Row level permissions and Laravel app structuring

Question

I'd like to ask other opinions about code structuring of business logic on Laravel applications, mainly regarding permissions at the row level.

For those that don't know it, Laravel is a MVC framework for PHP, much like Rails.

For the sake of understanding, let's suppose a multi-tenant application where each user has his own albums and pictures, so far so good.

• Now, each user can invite others to collaborate (by uploading photos) into his album.
• Both, the album's owner and collaborator that uploaded the picture may be able to delete or update information about that picture.
• Only the owner may edit the album and invite new collaborators.
• Collaborators can remove themselves of the album if they want so.

Pinterest should be a nice example of something similar, but our application is probably 3 or 4 times more complex.
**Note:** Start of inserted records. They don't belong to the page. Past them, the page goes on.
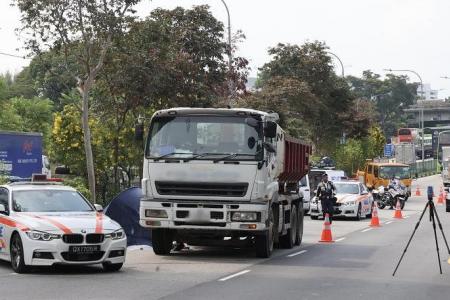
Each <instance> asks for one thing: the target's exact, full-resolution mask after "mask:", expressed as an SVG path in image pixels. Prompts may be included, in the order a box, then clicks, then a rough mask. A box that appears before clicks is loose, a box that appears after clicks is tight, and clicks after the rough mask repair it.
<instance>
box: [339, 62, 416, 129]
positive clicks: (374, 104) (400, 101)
mask: <svg viewBox="0 0 450 300" xmlns="http://www.w3.org/2000/svg"><path fill="white" fill-rule="evenodd" d="M347 80H348V82H349V84H350V86H351V89H352V92H353V93H354V94H355V95H356V97H358V98H361V99H365V100H368V101H371V102H372V103H374V105H375V107H376V111H377V121H378V122H379V124H380V126H381V129H382V130H383V132H384V134H385V135H386V136H393V135H394V134H395V132H396V129H397V128H399V127H401V126H404V125H405V124H404V123H405V118H404V114H403V109H404V108H406V107H407V106H408V105H411V104H413V103H414V102H415V99H416V90H417V84H416V83H408V77H407V76H404V75H401V76H396V75H393V74H388V75H387V76H386V78H384V79H381V76H380V75H378V74H375V73H373V72H371V71H369V70H368V71H364V72H363V76H362V78H358V77H354V76H348V77H347Z"/></svg>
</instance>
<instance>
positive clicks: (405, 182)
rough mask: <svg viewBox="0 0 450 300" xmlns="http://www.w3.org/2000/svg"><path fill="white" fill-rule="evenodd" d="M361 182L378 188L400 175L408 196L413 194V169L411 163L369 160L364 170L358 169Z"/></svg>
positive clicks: (370, 188) (369, 187)
mask: <svg viewBox="0 0 450 300" xmlns="http://www.w3.org/2000/svg"><path fill="white" fill-rule="evenodd" d="M357 175H358V178H359V180H360V182H361V183H363V184H365V185H366V186H367V187H368V188H369V189H371V190H372V189H377V188H378V187H380V186H385V187H386V186H388V185H389V180H390V179H391V178H393V177H399V178H400V182H401V183H402V184H403V185H404V186H405V187H406V189H407V192H408V196H411V183H412V179H411V171H410V168H409V165H406V164H400V163H394V162H377V161H368V162H367V163H366V165H365V167H364V171H358V173H357Z"/></svg>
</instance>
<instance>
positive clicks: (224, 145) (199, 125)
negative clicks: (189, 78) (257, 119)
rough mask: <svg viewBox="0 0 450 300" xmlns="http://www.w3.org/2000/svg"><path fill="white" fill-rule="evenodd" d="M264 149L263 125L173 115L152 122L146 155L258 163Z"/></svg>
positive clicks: (201, 117)
mask: <svg viewBox="0 0 450 300" xmlns="http://www.w3.org/2000/svg"><path fill="white" fill-rule="evenodd" d="M248 123H250V122H248ZM256 124H258V122H256ZM261 149H262V138H261V129H260V126H259V125H258V126H256V127H252V126H250V125H248V124H247V122H246V119H245V118H244V117H234V116H233V117H221V116H178V117H175V116H170V117H158V118H154V119H153V120H152V124H151V126H150V132H149V138H148V141H147V148H146V156H147V158H161V157H164V159H167V158H185V159H220V157H221V156H222V157H226V158H225V159H230V160H231V159H240V160H257V159H259V157H260V154H261ZM230 154H234V155H233V156H229V157H228V155H230Z"/></svg>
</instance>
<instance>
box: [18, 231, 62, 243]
mask: <svg viewBox="0 0 450 300" xmlns="http://www.w3.org/2000/svg"><path fill="white" fill-rule="evenodd" d="M26 234H27V235H28V237H29V238H30V239H32V240H35V241H46V242H48V241H51V240H55V239H60V238H61V235H59V234H53V233H48V232H44V231H38V230H31V231H27V232H26Z"/></svg>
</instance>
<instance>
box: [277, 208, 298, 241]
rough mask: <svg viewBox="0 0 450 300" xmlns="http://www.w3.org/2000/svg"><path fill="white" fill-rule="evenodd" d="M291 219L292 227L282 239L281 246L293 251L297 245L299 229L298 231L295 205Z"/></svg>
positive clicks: (297, 221) (297, 222)
mask: <svg viewBox="0 0 450 300" xmlns="http://www.w3.org/2000/svg"><path fill="white" fill-rule="evenodd" d="M290 215H291V217H290V220H289V223H290V225H291V227H290V228H289V229H288V230H287V233H286V234H285V235H283V236H281V237H280V245H281V247H283V248H286V249H291V248H292V247H294V245H295V241H296V239H297V229H298V225H297V224H298V216H297V207H296V206H295V205H292V206H291V214H290Z"/></svg>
The question is: where should I handle that kind of logic?

Laravel proposes the approach of having repositories, entities and services, which I don't fully understand, probably because of the lack of good examples. So the obvious first choice to meet those deadlines was to put it all on controllers (ew!). Now, digging into refactoring, there are many possible ways to un'spaghettize our code:

• I've seen people implement ACL at row level (looks kinda dumb and overkill)
• It would be possible to turn models into behavior aware objects and not only data containers, something like $album->add_photo($photo) and check permissions at that function
• It would also be possible to override model's save method and do there those checks
• Or, follow the Laravel proposed road of having separate layers of concern

I suppose that having methods like $album->can_be_edited_by($user) may simplify the displaying of 404 erros on routes not allowed, hiding view's links as well as validating before saving the models

Which would you recommend, and does anyone know any simple, but understandable, example of repositories, entities and services not using .NET? Thanks!
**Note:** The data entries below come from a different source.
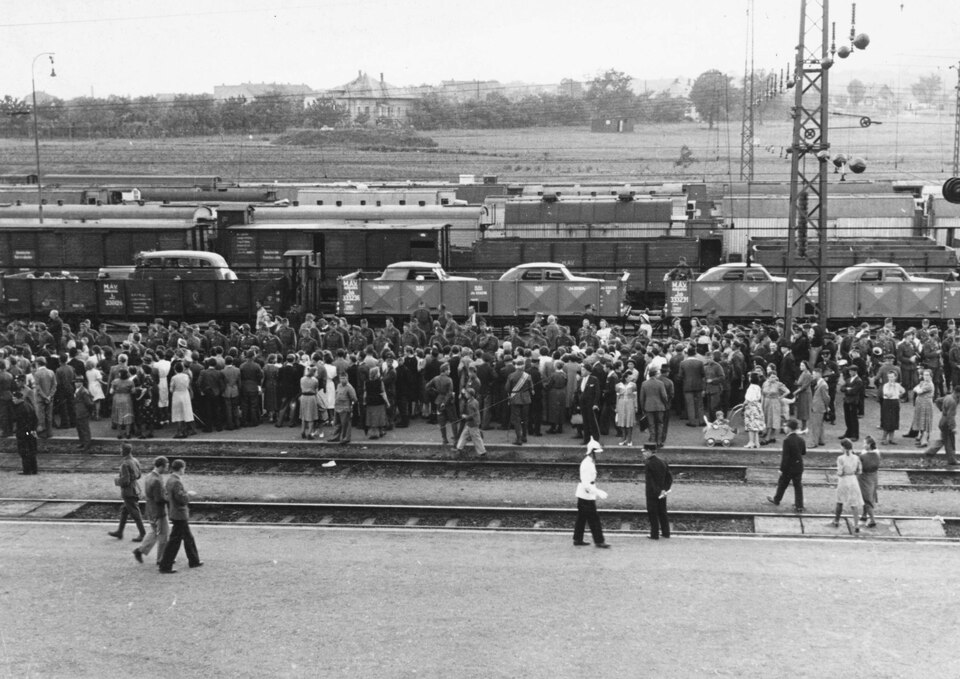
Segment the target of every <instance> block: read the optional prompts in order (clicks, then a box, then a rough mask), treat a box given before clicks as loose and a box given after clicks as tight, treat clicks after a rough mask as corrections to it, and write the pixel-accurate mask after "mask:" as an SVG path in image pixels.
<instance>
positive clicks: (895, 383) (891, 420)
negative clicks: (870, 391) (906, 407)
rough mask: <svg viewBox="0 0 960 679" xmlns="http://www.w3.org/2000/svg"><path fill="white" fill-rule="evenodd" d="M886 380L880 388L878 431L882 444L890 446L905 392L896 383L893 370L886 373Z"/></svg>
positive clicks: (901, 385) (899, 412)
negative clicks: (879, 401)
mask: <svg viewBox="0 0 960 679" xmlns="http://www.w3.org/2000/svg"><path fill="white" fill-rule="evenodd" d="M886 380H887V381H886V382H884V383H883V386H882V387H881V388H880V429H882V430H883V443H885V444H887V445H892V444H893V434H894V433H895V432H896V431H897V430H898V429H899V428H900V399H901V398H902V397H903V395H904V394H905V393H906V390H905V389H904V388H903V385H902V384H900V383H899V382H897V373H896V372H894V371H893V370H891V371H890V372H888V373H887V375H886Z"/></svg>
Edit: I guess that a full ACL system would cause excessive overhead, since there may be thousands of resources associated with each user, but only one role per kind of association. For instance, pictures will have an uploader_id and albums will have an owner_id.

Answer 1

I could be wrong but I think ACLs are OBJECT based permissions (i.e., a user can or can't delete photos in GENERAL). What you want is more custom MODEL based permissions (row level like you said), i.e., a user can delete photos that they themselves created (SPECIFIC ones).
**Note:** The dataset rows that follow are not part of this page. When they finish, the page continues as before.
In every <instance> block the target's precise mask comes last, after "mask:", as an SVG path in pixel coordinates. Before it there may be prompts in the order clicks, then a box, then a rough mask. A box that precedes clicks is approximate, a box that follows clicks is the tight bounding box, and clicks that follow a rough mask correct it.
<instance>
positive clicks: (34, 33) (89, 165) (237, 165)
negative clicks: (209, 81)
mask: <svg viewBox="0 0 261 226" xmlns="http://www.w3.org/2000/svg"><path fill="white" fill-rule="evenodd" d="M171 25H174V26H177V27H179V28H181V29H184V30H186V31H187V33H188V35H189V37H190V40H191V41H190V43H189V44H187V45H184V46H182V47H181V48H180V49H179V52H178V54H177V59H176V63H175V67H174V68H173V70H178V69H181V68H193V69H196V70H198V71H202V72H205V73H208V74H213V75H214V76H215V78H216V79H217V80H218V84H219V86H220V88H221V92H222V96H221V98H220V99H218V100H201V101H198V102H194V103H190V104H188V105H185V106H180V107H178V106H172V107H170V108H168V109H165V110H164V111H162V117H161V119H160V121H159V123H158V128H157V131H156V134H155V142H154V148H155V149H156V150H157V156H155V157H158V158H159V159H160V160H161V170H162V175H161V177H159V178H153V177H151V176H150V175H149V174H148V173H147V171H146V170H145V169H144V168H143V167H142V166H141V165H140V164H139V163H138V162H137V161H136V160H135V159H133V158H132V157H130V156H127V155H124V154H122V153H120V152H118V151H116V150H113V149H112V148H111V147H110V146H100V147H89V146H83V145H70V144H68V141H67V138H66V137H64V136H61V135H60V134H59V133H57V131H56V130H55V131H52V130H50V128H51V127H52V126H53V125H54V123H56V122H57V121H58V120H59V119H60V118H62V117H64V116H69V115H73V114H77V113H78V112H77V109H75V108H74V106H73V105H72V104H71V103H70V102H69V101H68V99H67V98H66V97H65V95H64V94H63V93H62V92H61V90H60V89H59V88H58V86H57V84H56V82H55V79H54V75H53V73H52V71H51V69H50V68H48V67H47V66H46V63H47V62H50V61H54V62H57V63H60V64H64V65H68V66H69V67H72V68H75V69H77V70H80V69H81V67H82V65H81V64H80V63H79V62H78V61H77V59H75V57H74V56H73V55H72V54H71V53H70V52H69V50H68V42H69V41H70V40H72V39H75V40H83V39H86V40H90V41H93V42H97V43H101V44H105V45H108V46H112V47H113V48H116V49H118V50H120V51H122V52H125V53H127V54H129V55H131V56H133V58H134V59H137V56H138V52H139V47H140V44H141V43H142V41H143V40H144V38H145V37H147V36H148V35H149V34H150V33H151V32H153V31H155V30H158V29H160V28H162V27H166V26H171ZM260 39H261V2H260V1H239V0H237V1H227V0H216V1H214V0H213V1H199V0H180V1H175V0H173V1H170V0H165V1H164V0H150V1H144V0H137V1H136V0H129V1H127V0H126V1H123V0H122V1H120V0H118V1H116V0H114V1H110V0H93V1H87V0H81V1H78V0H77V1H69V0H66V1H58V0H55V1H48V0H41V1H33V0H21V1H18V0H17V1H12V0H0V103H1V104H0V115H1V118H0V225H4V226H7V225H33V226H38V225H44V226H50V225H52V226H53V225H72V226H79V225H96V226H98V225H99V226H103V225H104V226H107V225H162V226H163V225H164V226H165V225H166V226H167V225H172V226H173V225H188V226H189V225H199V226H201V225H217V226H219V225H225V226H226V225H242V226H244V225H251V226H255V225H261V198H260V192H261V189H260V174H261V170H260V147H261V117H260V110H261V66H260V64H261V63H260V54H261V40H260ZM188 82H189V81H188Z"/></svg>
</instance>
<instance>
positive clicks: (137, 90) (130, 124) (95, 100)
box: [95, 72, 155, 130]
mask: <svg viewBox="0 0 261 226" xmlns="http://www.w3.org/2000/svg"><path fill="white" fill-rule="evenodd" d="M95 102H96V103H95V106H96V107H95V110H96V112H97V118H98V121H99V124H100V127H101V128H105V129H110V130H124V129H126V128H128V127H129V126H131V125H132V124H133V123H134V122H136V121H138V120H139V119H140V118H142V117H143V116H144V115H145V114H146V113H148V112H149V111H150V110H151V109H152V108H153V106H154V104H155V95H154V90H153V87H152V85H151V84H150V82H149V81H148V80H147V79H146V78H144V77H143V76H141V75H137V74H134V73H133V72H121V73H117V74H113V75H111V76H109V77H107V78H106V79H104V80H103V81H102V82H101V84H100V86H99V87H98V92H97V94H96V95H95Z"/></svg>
Most Laravel packages are designed for object based permissions I think, but not https://github.com/deefour/authorizer - this one is a great hidden gem. We don't use it in our project but I found that it really covers all the bases we'd need.

We have really advanced model permissions on our app, I have them scattered throughout my models, but I take a very model centric approach, which isn't necessarily very "laravel-esque". In your example with delete, I would override the delete method in your model or listen for the eloquent event and prevent it there. If you have to prevent read/write on certain attributes you could even do that by extending your validator or using custom mutators/getters, serializers or listening on events. More on where to add business logic in my question/answer here: https://stackoverflow.com/a/27804817/796437

I'm still trying to find the best approach, if I do I'll update this - but thought I'd post.

Answer 2

In Laravel you can use Policies or use solutions, like Symfony Voters. For Laravel exists same package - Laravel Simple Voters.

Using this, you can check access to custom objects, looks like this:

Access::isGranted('edit', $post) // current user can edit this post?

You can put this logic, to example, into middleware, if you wish check requests to controllers.